Ce qui est sûr, c’est que cette affaire arrive à un moment charnière pour Disney. Après les critiques sur la surproduction de contenus Star Wars (avec des séries comme Andor ou The Book of Boba Fett accusées de manquer d’originalité), le géant doit maintenant gérer une crise de confiance avec sa communauté. Les créateurs indépendants, eux, observent avec attention : si Disney s’en sort sans conséquences, qu’est-ce qui les empêchera, demain, de puiser dans leurs œuvres sans sourciller ?
Derrière les sabres, une bataille culturelle
Au-delà du cas Hideyoshi, cette polémique révèle un phénomène plus large : l’appropriation systématique des idées fan-made par l’industrie. Depuis des années, les studios puisent dans les fanfictions, les fan arts et les courts-métrages amateurs pour alimenter leurs franchises. Parfois avec l’accord des créateurs (comme pour Deadpool, inspiré de comics fans), parfois sans.
Dans l’univers Star Wars, la frontière est particulièrement floue. La saga, depuis 1977, s’est construite sur des emprunts culturels (les samouraïs pour les Jedi, les westerns pour Han Solo…). Mais aujourd’hui, avec l’essor des plateformes comme YouTube ou ArtStation, les fans ont les moyens de produire des œuvres professionnelles – et les studios ont tout intérêt à les surveiller.
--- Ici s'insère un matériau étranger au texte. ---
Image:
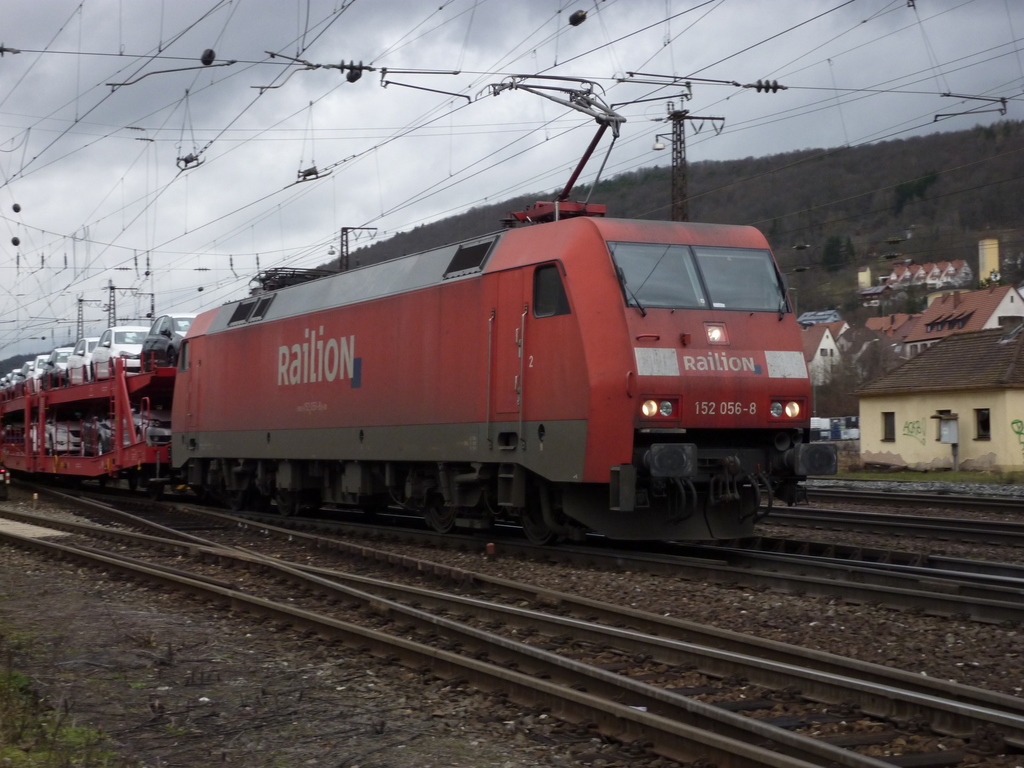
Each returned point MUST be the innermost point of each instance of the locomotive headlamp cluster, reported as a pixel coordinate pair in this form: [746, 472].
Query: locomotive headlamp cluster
[716, 333]
[650, 409]
[791, 410]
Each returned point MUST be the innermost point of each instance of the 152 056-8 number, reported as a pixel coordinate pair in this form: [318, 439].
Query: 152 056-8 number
[724, 408]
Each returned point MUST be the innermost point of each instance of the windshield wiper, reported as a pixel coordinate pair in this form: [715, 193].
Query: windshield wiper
[622, 282]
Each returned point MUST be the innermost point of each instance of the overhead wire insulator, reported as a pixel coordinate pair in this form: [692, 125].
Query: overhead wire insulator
[188, 161]
[768, 86]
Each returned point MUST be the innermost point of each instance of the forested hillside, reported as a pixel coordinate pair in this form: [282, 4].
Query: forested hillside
[928, 198]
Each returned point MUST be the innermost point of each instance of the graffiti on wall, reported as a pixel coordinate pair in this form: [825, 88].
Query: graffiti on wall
[915, 429]
[1018, 426]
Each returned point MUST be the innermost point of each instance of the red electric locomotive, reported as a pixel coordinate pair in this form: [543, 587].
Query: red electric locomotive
[638, 379]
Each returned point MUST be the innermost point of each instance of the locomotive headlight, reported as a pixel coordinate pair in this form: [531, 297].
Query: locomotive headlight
[716, 333]
[791, 410]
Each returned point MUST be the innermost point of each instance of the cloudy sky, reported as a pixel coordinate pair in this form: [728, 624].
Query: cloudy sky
[132, 164]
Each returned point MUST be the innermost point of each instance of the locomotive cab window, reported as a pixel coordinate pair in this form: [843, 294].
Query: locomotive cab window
[549, 293]
[740, 279]
[657, 275]
[698, 278]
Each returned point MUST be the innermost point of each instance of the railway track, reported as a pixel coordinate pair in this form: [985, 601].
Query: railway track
[678, 685]
[945, 587]
[996, 532]
[899, 499]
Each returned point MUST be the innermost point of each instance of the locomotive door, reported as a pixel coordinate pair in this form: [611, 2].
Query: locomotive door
[509, 327]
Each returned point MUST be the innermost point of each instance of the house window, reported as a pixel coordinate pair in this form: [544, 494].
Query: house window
[982, 425]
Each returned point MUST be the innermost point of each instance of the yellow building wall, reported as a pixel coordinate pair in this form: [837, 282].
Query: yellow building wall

Pour Hideyoshi, l’enjeu dépasse son propre cas : "Si Disney peut prendre ce qu’elle veut sans même un merci, pourquoi les fans continueraient-ils à créer ? À un moment, la passion a des limites." Une question qui résonne particulièrement fort dans un contexte où les grèves des scénaristes (2023) ont déjà mis en lumière les dérives de l’industrie face à la propriété intellectuelle.
Reste une lueur d’espoir : en 2022, Marvel (aussi propriété de Disney) avait crédité et récompensé un artiste fan après avoir utilisé son design pour un poster officiel. Un précédent qui montre que, parfois, les géants peuvent faire un pas vers les créateurs. Affaire à suivre, donc – surtout si The Bandits of Golak devient, malgré lui, le symbole d’une génération de fans lassés d’être invisibles.
L’affaire Hideyoshi vs Disney n’est pas qu’une simple querelle de sabres lasers. Elle cristallise les tensions d’une époque où les frontières entre création professionnelle et passion amateur s’estompent – sans que les règles du jeu ne suivent. Pour les fans, la question est simple : si Disney s’inspire de leurs œuvres, pourquoi ne pas les associer, ne serait-ce que symboliquement, à ses projets ?
En attendant une éventuelle réaction du géant, une chose est sûre : The Bandits of Golak ne sera plus jamais regardé de la même manière. Et les prochains épisodes de Star Wars: Visions seront scrutés sous un nouvel angle – celui de la créativité… et de ses limites.